What this gets wrong
Subsidies make sense when markets miss something society needs - not when markets are already investing aggressively. Rigorous policy starts with a specific, measurable market failure: costs or benefits that private firms can't capture. It then targets that gap - nothing more.
Instead, we're seeing a scattershot approach: subsidize compute, data centers, training, you name it - without showing where private capital falls short. That's not strategy. That's spending.
A smarter test for public money
Before you back another AI initiative, run this quick test. If you can't answer "yes" to at least one of these with evidence, don't spend.
- Is there a clear market failure (national security, basic science, public goods)?
- Are benefits broad and hard for private investors to monetize?
- Will the program create knowledge, standards or security that industry won't fund on its own?
- Is this time-limited, with measurable outcomes and a real exit?
Good targets vs. bad targets
- Good targets: defense applications, basic research, safety and security testing, secure compute for classified work, open benchmarks and standards, privacy-preserving methods, evaluations that reduce systemic risk.
- Bad targets: commercial data centers and cloud buildouts that private firms are already racing to fund; generic workforce subsidies without proof of net public benefit.
Remember Solyndra
Industrial policy often spreads money based on geography and interest groups, not technical due diligence. We've seen how that ends. Solyndra's $535 million loan guarantees were justified as risk-taking for a worthy cause - then collapsed.
That rationale doesn't fit AI. Unlike early solar, AI is saturated with private capital. Piling taxpayer dollars on top of already-profitable projects won't move the needle on the public interest.
China is a security problem - commercial subsidies aren't the solution
Concerns about Chinese government progress in AI are real and should focus attention. But the pressure point is defense and high-end research - not commercial data centers that Big Tech and VCs already fund. If you want to strengthen the U.S. position, invest where private firms underinvest and where spillovers are national, not just corporate.

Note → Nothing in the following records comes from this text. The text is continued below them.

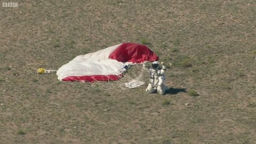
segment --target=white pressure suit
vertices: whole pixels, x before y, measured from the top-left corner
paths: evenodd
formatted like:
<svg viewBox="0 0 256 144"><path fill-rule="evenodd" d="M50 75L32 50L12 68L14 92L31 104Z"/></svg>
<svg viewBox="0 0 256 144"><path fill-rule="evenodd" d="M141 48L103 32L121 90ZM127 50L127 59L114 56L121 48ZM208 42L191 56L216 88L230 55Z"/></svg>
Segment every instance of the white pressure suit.
<svg viewBox="0 0 256 144"><path fill-rule="evenodd" d="M143 64L143 68L149 72L150 79L146 91L149 93L157 91L159 94L163 95L168 90L168 87L164 84L165 77L164 71L166 70L165 66L162 64L162 68L159 67L159 62L154 61L152 63L151 67L148 68L146 63Z"/></svg>

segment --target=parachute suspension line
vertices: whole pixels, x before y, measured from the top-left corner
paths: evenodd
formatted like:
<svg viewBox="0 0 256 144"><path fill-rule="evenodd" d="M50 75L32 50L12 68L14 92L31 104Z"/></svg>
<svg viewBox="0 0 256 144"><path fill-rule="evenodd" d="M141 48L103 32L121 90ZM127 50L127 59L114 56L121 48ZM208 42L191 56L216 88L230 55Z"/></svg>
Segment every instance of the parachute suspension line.
<svg viewBox="0 0 256 144"><path fill-rule="evenodd" d="M107 77L107 81L97 81L92 77L92 79L95 80L93 82L84 81L80 81L80 82L90 86L90 87L102 91L124 93L126 90L130 90L124 86L126 83L134 80L145 82L145 70L141 65L135 65L131 66L122 76L116 76L119 78L117 81L113 81L110 77Z"/></svg>

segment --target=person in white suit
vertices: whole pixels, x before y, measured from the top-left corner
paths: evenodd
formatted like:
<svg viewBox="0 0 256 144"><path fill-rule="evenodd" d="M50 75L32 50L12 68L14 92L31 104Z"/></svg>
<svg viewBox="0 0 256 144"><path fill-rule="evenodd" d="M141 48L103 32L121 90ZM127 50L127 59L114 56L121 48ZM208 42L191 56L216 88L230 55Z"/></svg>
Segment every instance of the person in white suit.
<svg viewBox="0 0 256 144"><path fill-rule="evenodd" d="M147 62L143 63L143 68L149 72L150 79L146 91L149 93L157 91L159 94L164 95L168 90L168 87L164 85L165 77L164 71L166 70L163 62L161 62L162 68L159 66L158 61L152 62L151 67L147 67Z"/></svg>

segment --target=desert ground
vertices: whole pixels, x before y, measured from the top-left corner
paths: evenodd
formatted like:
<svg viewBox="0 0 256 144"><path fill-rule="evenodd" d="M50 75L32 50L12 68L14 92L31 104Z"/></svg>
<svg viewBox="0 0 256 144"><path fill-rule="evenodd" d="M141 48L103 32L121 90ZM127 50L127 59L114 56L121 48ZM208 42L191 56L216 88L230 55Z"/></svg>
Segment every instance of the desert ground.
<svg viewBox="0 0 256 144"><path fill-rule="evenodd" d="M255 1L6 1L1 143L256 143ZM168 66L166 94L36 73L127 42Z"/></svg>

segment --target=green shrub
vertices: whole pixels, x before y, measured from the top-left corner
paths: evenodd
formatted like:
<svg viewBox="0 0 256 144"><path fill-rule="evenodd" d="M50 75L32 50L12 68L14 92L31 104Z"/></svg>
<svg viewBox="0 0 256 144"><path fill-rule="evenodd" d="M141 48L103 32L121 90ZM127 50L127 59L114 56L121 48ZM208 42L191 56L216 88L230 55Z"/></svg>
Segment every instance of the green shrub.
<svg viewBox="0 0 256 144"><path fill-rule="evenodd" d="M189 94L189 95L193 96L193 97L197 97L199 95L199 94L197 94L197 92L196 91L193 90L190 90L188 91L188 94Z"/></svg>
<svg viewBox="0 0 256 144"><path fill-rule="evenodd" d="M24 132L23 130L20 130L18 131L17 134L20 135L24 135L26 134L26 132Z"/></svg>
<svg viewBox="0 0 256 144"><path fill-rule="evenodd" d="M163 106L169 105L171 104L171 100L169 99L165 99L162 102L162 105Z"/></svg>

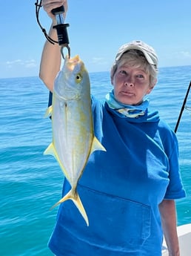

Practical guardrails for agencies
- Define the market failure: Put it in writing. Cite evidence.
- Target the gap: Limit awards to clearly public-benefit outputs (e.g., open evaluations, standards, secure testbeds).
- Use performance-based funding: Milestones, not lump sums. Tie payments to verifiable results.
- Insist on competition: Open solicitations, transparent criteria, independent review.
- Add time limits and sunsets: Every program gets an end date and an off-ramp.
- Protect taxpayers: Include clawbacks and equity/royalty provisions where appropriate.
- Publish outcomes: Share data, methods and lessons learned unless classified.
What to do this quarter
- Shift funds toward defense research, basic science and security evaluation programs with clear spillovers.
- Stop subsidizing commercial data center capex. If agencies need compute, buy it as-a-service and competitively bid it.
- Back open testing, benchmarks and red-teaming that reduce systemic risk and inform procurement.
- Streamline permitting and interconnection for critical infrastructure rather than paying firms to build what they already plan to build.
Standards and discipline help you say "no" with confidence
Use established playbooks. Benefit-cost principles and independent cost estimation are built for this. If a proposal can't clear those bars, it shouldn't clear your desk.
Upskill your workforce - without subsidizing industry
Agencies do need internal capability. That's different from subsidizing the commercial market. If your team needs practical training by role, start small, set outcomes and fund what improves mission delivery.
See curated AI courses by job role for planning internal upskilling.
AI may reshape the economy. That's the point - and the warning. In a capital-heavy boom, restraint beats subsidies. Put taxpayer money where markets won't go on their own: defense, basic research and security.